Belum lagi, setelah mencium sekilas bibirnya, Ornado tidak juga menjauhkan wajahnya dari Cladia, justru menggerakkan bibirnya kea rah telinga Cladia dan menempel di sana, setelah sebelumnya dengan sengaja, saat berpindah dari bibir Cladia ke telinga Cladia, Ornado sengaja menggeser wajahnya dengan membiarkan hidung mancungnya menempel dan bergeser pelan dari hidung Cladia, pipi dan akhirnya bagian atas daun telinga Cladia, tanpa membiarkan hidungnya menjauh sedikitpun dari kulit wajah Cladia.


“Amore mio… apa kamu sedang cemburu sekarang?” Bisikan pelan dari Ornado dengan nada begitu menggodanya, membuat Cladia menarik nafas panjang.


Ah… sepertinya aku sudah melakukan kesalahan besar, dengan membangunkan sesuatu yang seharusnya aku biarkan tidur dengan tenang untuk sementara waktu.


Cladia berkata dalam hati dengan senyum meringis, apalagi dilihatnya tatapan mata Laurel yang baru saja mengerling ke arahnya, ikut menggodanya.


Ist, apalagi itu maksud Laurel, sepertinya dia senang sekali karena Al sudah membuatku tidak berkutik seperti ini.


Cladia berkata dalam hati dengan mata sedikit melotot ke arah Laurel yang justru dengan buru-buru mengalihkan pandangan matanya setelah sebelumnya meringis ke arah Cladia.
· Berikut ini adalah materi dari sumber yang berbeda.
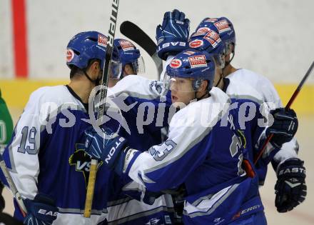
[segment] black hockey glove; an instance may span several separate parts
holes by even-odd
[[[293,109],[285,111],[284,108],[271,110],[274,118],[273,125],[266,130],[266,135],[273,134],[270,143],[277,148],[292,140],[298,130],[298,118]]]
[[[59,209],[54,201],[44,194],[37,194],[34,200],[25,199],[27,214],[24,218],[24,224],[50,225],[56,219]]]
[[[278,212],[290,211],[305,199],[306,176],[303,163],[299,159],[293,158],[279,165],[275,186],[275,206]]]

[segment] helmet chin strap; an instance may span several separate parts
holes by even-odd
[[[219,81],[218,81],[217,84],[215,86],[216,87],[218,86],[219,84],[221,84],[221,81],[223,80],[223,69],[223,69],[222,73],[221,74],[221,77],[219,78]]]
[[[91,77],[87,74],[86,71],[85,70],[83,70],[83,72],[84,73],[85,76],[87,77],[87,79],[93,84],[95,84],[95,86],[98,86],[99,84],[99,82],[101,81],[101,79],[97,77],[96,79],[92,80]]]

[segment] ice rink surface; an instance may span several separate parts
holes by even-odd
[[[16,122],[22,109],[10,109],[14,122]],[[299,128],[297,138],[300,144],[299,156],[305,161],[306,168],[306,184],[308,186],[308,196],[305,201],[292,211],[279,214],[275,207],[274,186],[276,181],[275,174],[271,166],[269,166],[268,174],[265,186],[260,189],[263,202],[265,207],[267,220],[269,225],[310,225],[314,224],[314,116],[298,115],[299,118]],[[6,199],[6,209],[4,211],[13,214],[11,194],[4,190]]]

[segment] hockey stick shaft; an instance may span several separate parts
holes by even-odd
[[[9,173],[8,168],[6,167],[6,163],[2,158],[2,156],[0,154],[0,167],[1,169],[2,172],[4,173],[4,177],[8,182],[9,187],[10,188],[11,191],[13,194],[14,199],[16,200],[16,202],[20,208],[21,213],[23,215],[23,217],[26,216],[26,214],[27,213],[26,207],[25,207],[24,203],[23,202],[23,199],[21,196],[21,194],[17,191],[16,186],[13,181],[12,177]]]
[[[100,93],[100,101],[103,100],[103,104],[99,105],[97,111],[97,119],[103,118],[106,108],[106,98],[107,96],[108,81],[109,77],[110,61],[111,60],[112,51],[113,50],[113,39],[116,34],[116,21],[118,17],[118,9],[119,0],[112,0],[111,11],[110,14],[110,25],[108,34],[108,41],[106,51],[106,60],[103,66],[103,76],[101,79],[101,89]],[[86,199],[85,201],[84,217],[89,218],[91,214],[93,193],[95,190],[95,182],[97,172],[98,161],[91,159],[91,168],[89,170],[88,184],[86,191]]]
[[[289,101],[288,102],[287,105],[285,106],[285,110],[289,109],[290,107],[291,106],[292,104],[293,103],[293,101],[296,99],[298,94],[301,91],[302,87],[303,86],[304,84],[305,83],[306,80],[308,79],[308,76],[310,76],[310,73],[312,72],[313,67],[314,67],[314,61],[312,63],[310,68],[308,69],[308,71],[306,72],[305,75],[304,75],[303,78],[302,79],[302,81],[300,82],[297,89],[295,89],[295,91],[294,91],[291,98],[290,99]],[[271,134],[270,135],[269,135],[267,137],[266,140],[264,141],[264,144],[263,144],[263,146],[261,148],[261,150],[260,151],[260,153],[258,154],[258,155],[257,156],[257,157],[254,160],[254,164],[256,164],[258,159],[260,159],[260,156],[263,155],[265,150],[266,149],[267,144],[269,143],[269,141],[270,141],[273,136],[273,134]]]
[[[149,54],[155,63],[158,76],[160,76],[163,71],[163,61],[157,56],[157,46],[149,36],[138,26],[129,21],[125,21],[121,24],[120,32],[138,44]]]

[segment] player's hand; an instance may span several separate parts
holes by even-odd
[[[85,151],[93,159],[102,161],[108,168],[114,169],[121,153],[127,148],[126,139],[109,129],[98,134],[92,127],[85,131]]]
[[[270,143],[277,148],[292,140],[298,130],[298,118],[293,109],[285,111],[284,108],[270,111],[274,118],[272,126],[266,130],[266,135],[273,134]]]
[[[178,9],[167,11],[163,24],[157,26],[157,52],[159,58],[166,60],[169,55],[176,55],[188,48],[190,21]]]
[[[24,224],[49,225],[56,219],[59,209],[54,201],[43,194],[37,194],[34,200],[25,199],[27,214]]]
[[[275,186],[275,205],[278,212],[286,212],[302,203],[306,196],[305,168],[303,161],[293,158],[279,165]]]

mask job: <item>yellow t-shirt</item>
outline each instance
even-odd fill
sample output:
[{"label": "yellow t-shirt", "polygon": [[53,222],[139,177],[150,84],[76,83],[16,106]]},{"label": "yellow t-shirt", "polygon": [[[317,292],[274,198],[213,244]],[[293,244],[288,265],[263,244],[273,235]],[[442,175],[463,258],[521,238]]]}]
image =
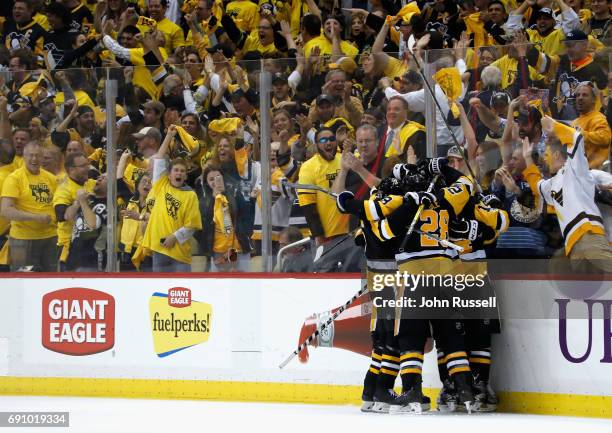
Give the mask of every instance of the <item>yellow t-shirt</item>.
[{"label": "yellow t-shirt", "polygon": [[57,189],[55,175],[41,169],[39,174],[30,173],[26,167],[9,174],[2,186],[2,198],[15,199],[15,208],[35,214],[47,214],[51,223],[38,221],[12,221],[9,236],[13,239],[47,239],[57,235],[53,195]]},{"label": "yellow t-shirt", "polygon": [[[517,70],[518,70],[518,60],[511,59],[509,56],[503,56],[493,63],[493,66],[497,66],[502,73],[502,82],[501,88],[505,89],[506,87],[512,85],[514,80],[516,80]],[[532,80],[543,80],[544,76],[539,74],[534,68],[529,66],[529,77]]]},{"label": "yellow t-shirt", "polygon": [[[4,185],[4,179],[6,179],[6,177],[12,172],[13,167],[11,167],[10,165],[0,167],[0,193],[2,192],[2,185]],[[2,236],[8,231],[10,225],[11,222],[9,220],[0,216],[0,236]]]},{"label": "yellow t-shirt", "polygon": [[215,237],[213,240],[213,251],[215,253],[226,253],[230,248],[240,250],[240,244],[236,239],[236,232],[230,214],[229,202],[223,194],[215,197],[213,210],[213,222],[215,224]]},{"label": "yellow t-shirt", "polygon": [[161,31],[166,37],[166,45],[164,48],[167,52],[172,53],[178,47],[185,45],[185,35],[183,33],[183,29],[174,24],[168,18],[158,21],[156,29]]},{"label": "yellow t-shirt", "polygon": [[259,33],[257,31],[251,32],[249,36],[247,36],[246,41],[244,42],[244,46],[240,50],[242,53],[248,53],[249,51],[259,51],[261,54],[272,54],[277,52],[276,46],[274,42],[268,45],[263,45],[259,41]]},{"label": "yellow t-shirt", "polygon": [[[76,193],[78,190],[84,188],[87,192],[93,192],[93,187],[96,181],[88,179],[84,185],[79,185],[69,177],[59,184],[55,195],[53,196],[53,208],[55,209],[58,205],[70,206],[76,200]],[[70,239],[72,238],[72,226],[74,221],[58,221],[57,222],[57,244],[58,245],[70,245]]]},{"label": "yellow t-shirt", "polygon": [[[160,48],[162,58],[165,60],[168,55],[166,50]],[[163,66],[157,67],[153,72],[145,66],[144,60],[144,49],[143,48],[131,48],[130,49],[130,63],[134,65],[134,78],[133,83],[135,86],[142,87],[154,100],[158,100],[161,96],[163,76],[165,69]]]},{"label": "yellow t-shirt", "polygon": [[128,163],[127,167],[125,168],[125,172],[123,173],[123,181],[132,192],[136,191],[136,179],[138,179],[139,176],[142,176],[143,173],[147,172],[146,166],[143,167],[142,164],[138,164],[138,162],[142,162],[143,160],[135,161],[137,161],[136,164],[134,164],[134,162]]},{"label": "yellow t-shirt", "polygon": [[248,0],[229,2],[225,6],[227,15],[236,20],[236,26],[243,32],[257,29],[259,24],[259,7]]},{"label": "yellow t-shirt", "polygon": [[202,217],[198,206],[198,198],[191,188],[175,188],[170,184],[167,175],[162,175],[148,198],[154,198],[155,204],[151,210],[151,217],[142,240],[142,246],[149,250],[172,257],[183,263],[191,263],[191,244],[178,241],[172,248],[161,244],[165,238],[181,227],[200,230]]},{"label": "yellow t-shirt", "polygon": [[[332,161],[327,161],[317,153],[302,165],[299,183],[331,189],[340,171],[340,158],[338,153]],[[325,237],[348,233],[348,215],[340,213],[331,196],[319,191],[301,189],[298,191],[298,200],[300,206],[313,203],[317,205]]]},{"label": "yellow t-shirt", "polygon": [[527,29],[529,35],[529,42],[538,44],[536,47],[549,56],[560,56],[565,54],[565,47],[563,46],[563,39],[565,35],[563,30],[556,29],[550,32],[548,36],[541,36],[535,29]]}]

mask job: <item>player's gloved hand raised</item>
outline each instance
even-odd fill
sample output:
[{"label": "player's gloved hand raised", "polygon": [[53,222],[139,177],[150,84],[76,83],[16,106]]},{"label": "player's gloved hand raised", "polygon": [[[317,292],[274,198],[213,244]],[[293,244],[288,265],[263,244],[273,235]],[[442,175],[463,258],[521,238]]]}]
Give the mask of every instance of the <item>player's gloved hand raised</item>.
[{"label": "player's gloved hand raised", "polygon": [[485,206],[492,207],[495,209],[500,209],[502,205],[501,200],[497,198],[495,194],[480,194],[480,201]]},{"label": "player's gloved hand raised", "polygon": [[476,220],[452,220],[449,224],[448,237],[450,240],[470,240],[478,239],[478,221]]},{"label": "player's gloved hand raised", "polygon": [[347,202],[354,198],[355,198],[355,194],[353,194],[350,191],[342,191],[340,194],[338,194],[338,196],[336,197],[336,206],[338,206],[338,209],[340,209],[340,212],[345,213]]},{"label": "player's gloved hand raised", "polygon": [[435,176],[442,174],[442,168],[446,165],[448,165],[448,159],[446,158],[425,158],[418,163],[417,167],[423,173]]},{"label": "player's gloved hand raised", "polygon": [[425,208],[435,207],[438,205],[438,198],[430,192],[407,192],[404,195],[404,203],[414,203],[417,206],[423,205]]},{"label": "player's gloved hand raised", "polygon": [[406,176],[417,172],[417,166],[414,164],[395,164],[393,166],[393,177],[397,180],[402,180]]}]

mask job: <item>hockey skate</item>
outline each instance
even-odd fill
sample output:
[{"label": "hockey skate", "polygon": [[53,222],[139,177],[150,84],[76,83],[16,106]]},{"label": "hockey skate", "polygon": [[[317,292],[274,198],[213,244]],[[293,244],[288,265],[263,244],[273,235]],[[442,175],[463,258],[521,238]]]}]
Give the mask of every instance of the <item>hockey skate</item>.
[{"label": "hockey skate", "polygon": [[431,407],[431,400],[425,397],[421,384],[414,385],[409,391],[399,395],[389,408],[390,414],[426,412]]},{"label": "hockey skate", "polygon": [[374,396],[368,395],[365,392],[361,395],[361,411],[374,412]]},{"label": "hockey skate", "polygon": [[474,383],[474,400],[474,411],[476,412],[494,412],[499,401],[491,385],[484,380]]},{"label": "hockey skate", "polygon": [[457,410],[472,413],[475,403],[472,376],[469,373],[457,373],[453,376],[453,381],[457,393]]},{"label": "hockey skate", "polygon": [[457,410],[457,393],[450,379],[444,381],[436,399],[436,406],[440,412],[455,412]]},{"label": "hockey skate", "polygon": [[374,394],[374,405],[370,412],[389,413],[389,407],[398,395],[392,389],[376,390]]}]

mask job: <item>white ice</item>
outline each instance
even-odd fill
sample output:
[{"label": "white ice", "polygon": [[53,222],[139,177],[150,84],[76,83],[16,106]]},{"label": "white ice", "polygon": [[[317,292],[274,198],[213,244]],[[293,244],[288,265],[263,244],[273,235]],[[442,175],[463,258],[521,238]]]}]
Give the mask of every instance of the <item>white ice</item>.
[{"label": "white ice", "polygon": [[555,432],[612,431],[612,420],[520,414],[363,414],[356,406],[136,400],[73,397],[0,397],[0,411],[68,411],[69,428],[1,428],[4,432]]}]

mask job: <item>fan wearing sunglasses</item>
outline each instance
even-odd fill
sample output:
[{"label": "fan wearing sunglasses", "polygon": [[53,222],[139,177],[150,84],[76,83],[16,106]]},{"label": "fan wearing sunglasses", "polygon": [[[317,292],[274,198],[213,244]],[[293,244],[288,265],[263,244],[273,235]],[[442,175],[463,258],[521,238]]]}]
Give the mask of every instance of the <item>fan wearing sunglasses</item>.
[{"label": "fan wearing sunglasses", "polygon": [[[330,128],[321,128],[316,136],[317,153],[300,169],[299,183],[331,189],[340,171],[336,135]],[[326,240],[348,233],[348,216],[336,209],[329,195],[318,191],[298,190],[300,207],[317,246]]]}]

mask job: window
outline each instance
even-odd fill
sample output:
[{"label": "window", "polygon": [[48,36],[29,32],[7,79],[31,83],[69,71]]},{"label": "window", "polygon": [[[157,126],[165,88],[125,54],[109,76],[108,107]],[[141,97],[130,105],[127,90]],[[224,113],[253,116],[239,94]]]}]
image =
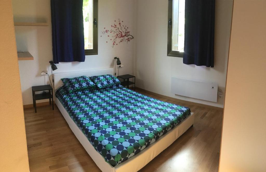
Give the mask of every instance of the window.
[{"label": "window", "polygon": [[169,0],[168,2],[167,56],[183,57],[185,0]]},{"label": "window", "polygon": [[98,54],[98,0],[83,0],[85,55]]}]

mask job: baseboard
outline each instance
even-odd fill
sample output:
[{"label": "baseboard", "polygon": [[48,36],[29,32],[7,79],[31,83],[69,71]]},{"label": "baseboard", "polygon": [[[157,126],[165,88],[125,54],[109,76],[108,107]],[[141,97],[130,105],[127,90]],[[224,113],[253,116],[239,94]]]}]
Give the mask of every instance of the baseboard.
[{"label": "baseboard", "polygon": [[[54,105],[55,104],[55,101],[54,101]],[[52,103],[52,101],[51,101],[51,103]],[[37,107],[38,107],[39,106],[45,106],[46,105],[48,105],[50,104],[49,104],[49,101],[46,101],[45,102],[42,102],[41,103],[38,103],[36,104],[36,106]],[[33,104],[31,104],[29,105],[23,105],[23,109],[27,109],[27,108],[31,108],[33,107]]]},{"label": "baseboard", "polygon": [[[186,100],[181,100],[181,99],[176,99],[176,98],[174,98],[174,97],[169,97],[169,96],[164,96],[164,95],[162,95],[161,94],[158,94],[158,93],[154,93],[153,92],[152,92],[151,91],[148,91],[147,90],[144,89],[142,89],[142,88],[139,88],[139,87],[136,87],[136,90],[138,89],[141,91],[144,91],[147,92],[147,93],[149,94],[152,94],[156,96],[160,97],[161,97],[163,98],[164,99],[168,99],[168,100],[171,100],[176,101],[178,101],[179,102],[182,102],[182,103],[185,103],[186,104],[189,104],[191,105],[194,105],[196,106],[200,106],[201,107],[203,107],[204,108],[209,108],[209,109],[214,109],[216,110],[223,110],[223,108],[220,108],[219,107],[216,107],[216,106],[211,106],[210,105],[207,105],[204,104],[199,103],[196,103],[195,102],[193,102],[192,101],[187,101]],[[136,90],[136,91],[137,90]]]}]

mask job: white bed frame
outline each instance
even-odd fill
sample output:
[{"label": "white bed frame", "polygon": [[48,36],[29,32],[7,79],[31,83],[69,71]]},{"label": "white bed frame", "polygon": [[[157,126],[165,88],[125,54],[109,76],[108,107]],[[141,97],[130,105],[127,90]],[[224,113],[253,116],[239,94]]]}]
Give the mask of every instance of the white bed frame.
[{"label": "white bed frame", "polygon": [[[85,75],[88,76],[106,74],[113,75],[113,68],[56,73],[54,75],[55,91],[63,83],[61,78],[71,78]],[[128,159],[113,167],[105,161],[104,159],[96,151],[87,137],[71,118],[57,98],[55,103],[74,134],[97,166],[103,172],[135,172],[140,170],[166,149],[182,135],[193,124],[194,116],[193,113],[166,134],[160,137],[154,143]]]}]

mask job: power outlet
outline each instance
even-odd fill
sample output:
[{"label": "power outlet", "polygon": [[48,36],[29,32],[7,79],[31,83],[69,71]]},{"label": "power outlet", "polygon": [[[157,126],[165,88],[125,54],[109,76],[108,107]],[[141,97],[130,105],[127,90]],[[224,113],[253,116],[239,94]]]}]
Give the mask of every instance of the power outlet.
[{"label": "power outlet", "polygon": [[221,89],[218,89],[218,97],[220,99],[223,98],[223,91]]},{"label": "power outlet", "polygon": [[122,67],[124,67],[124,65],[122,64],[120,64],[120,65],[117,65],[117,68],[121,68]]},{"label": "power outlet", "polygon": [[48,71],[41,71],[41,75],[43,76],[45,75],[46,75],[46,73],[48,73]]}]

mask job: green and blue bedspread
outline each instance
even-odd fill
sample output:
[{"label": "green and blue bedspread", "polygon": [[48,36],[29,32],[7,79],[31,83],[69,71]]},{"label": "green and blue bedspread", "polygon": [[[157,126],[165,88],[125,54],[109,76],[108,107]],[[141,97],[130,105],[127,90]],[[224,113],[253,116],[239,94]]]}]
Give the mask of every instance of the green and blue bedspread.
[{"label": "green and blue bedspread", "polygon": [[154,142],[190,114],[189,108],[119,85],[56,95],[95,150],[115,166]]}]

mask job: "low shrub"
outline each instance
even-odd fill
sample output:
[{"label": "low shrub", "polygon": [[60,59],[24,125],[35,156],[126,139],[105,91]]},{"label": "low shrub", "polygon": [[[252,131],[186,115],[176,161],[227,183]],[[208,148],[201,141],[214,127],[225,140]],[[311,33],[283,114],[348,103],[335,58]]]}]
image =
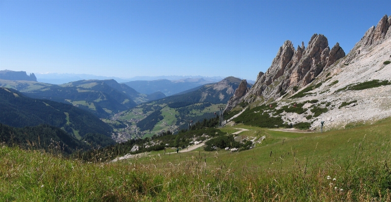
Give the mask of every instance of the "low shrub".
[{"label": "low shrub", "polygon": [[329,85],[329,86],[331,86],[334,85],[334,84],[337,84],[338,83],[338,80],[336,80],[334,82],[333,82],[331,84]]},{"label": "low shrub", "polygon": [[309,119],[312,118],[312,115],[308,115],[308,116],[306,116],[306,118],[307,118],[307,120],[309,120]]},{"label": "low shrub", "polygon": [[311,124],[308,122],[300,122],[294,125],[294,128],[300,130],[309,129]]},{"label": "low shrub", "polygon": [[311,112],[314,113],[313,117],[319,116],[320,114],[327,112],[328,111],[327,108],[322,108],[316,106],[311,109]]},{"label": "low shrub", "polygon": [[341,104],[341,105],[339,107],[338,107],[338,109],[340,109],[342,107],[344,107],[345,106],[347,106],[347,105],[349,105],[349,104],[350,104],[351,103],[354,103],[355,102],[357,102],[357,100],[353,100],[353,101],[352,101],[351,102],[342,102],[342,103]]}]

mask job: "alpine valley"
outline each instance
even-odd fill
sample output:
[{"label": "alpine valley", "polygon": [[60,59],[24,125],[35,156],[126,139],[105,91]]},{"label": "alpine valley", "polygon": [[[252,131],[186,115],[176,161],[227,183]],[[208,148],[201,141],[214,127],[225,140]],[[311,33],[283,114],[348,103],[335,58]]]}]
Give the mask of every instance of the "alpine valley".
[{"label": "alpine valley", "polygon": [[0,71],[0,200],[390,201],[390,27],[286,41],[253,85]]}]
“Cemburu? Buat apa cemburu terhadap laki-laki yang jelas-jelas hanya bisa memandang ke arahku saja? Kalau kamu berani membuatku cemburu, sepertinya malam ini terpaksa kamu tidur tanpa mendapatkan pelukan seperti biasanya.” Ornado sedikit melotot mendengar kata-kata Cladia yang tidak seperti biasanya, mulai berani.


“Amore mio, sepertinya kamu sudah mulai nakal ya.” Ornado berkata sambil mengacak pelan rambut Cladia, membuat Enzo yang sedari tadi melihat tindakan Ornado pada Cladia, dan dari arah lain berjalan ke arah mereka sambil membawa segelas minuman dingin, dengan sengaja mendekati mereka berdua.


“Ad, masih siang ini, bisa tidak kalian tidak terus menerus melakukan hal seperti itu di depan para lajang seperti aku ini. Entah kamu, entah Dave, apalagi Alvero, selalu membuat tubuhku panas dingin karena melihat kemesraan kalian. Ck ck ck ck, kalian bertiga benar-benar ahlinya dalam menyiksa kami para lajang, dengan memberikan pertunjukan erotis dengan pasangan kalian.” Enzo berkata dengan nada bersungut-sungut, pura-pura kesal.


“Hei! Sembarangan saja bilang kami erotis!” Ornado langsung memukul lengan Enzo dengan gerakan yang pura-pura memukul sungguhan dengan tenaga penuh, membuat Enzo menanggapinya dengan pura-pura meringis, dan langsung pergi menjauhi Ornado.


# # # # # # #


“Haist! Benar-benar membuatku stress!” James mengomel sambil memandang ke arah berkas-berkas laporan keuangan yang tergeletak memenuhi meja kerjanya.


“Kalau begini terus, kapan aku bisa segera pulang dan bertemu Ele?” James kembali mengomel sambil menghempaskan tubuhnya dengan kasar ke sandaran kursi kerjanya dengan wajah frustasi.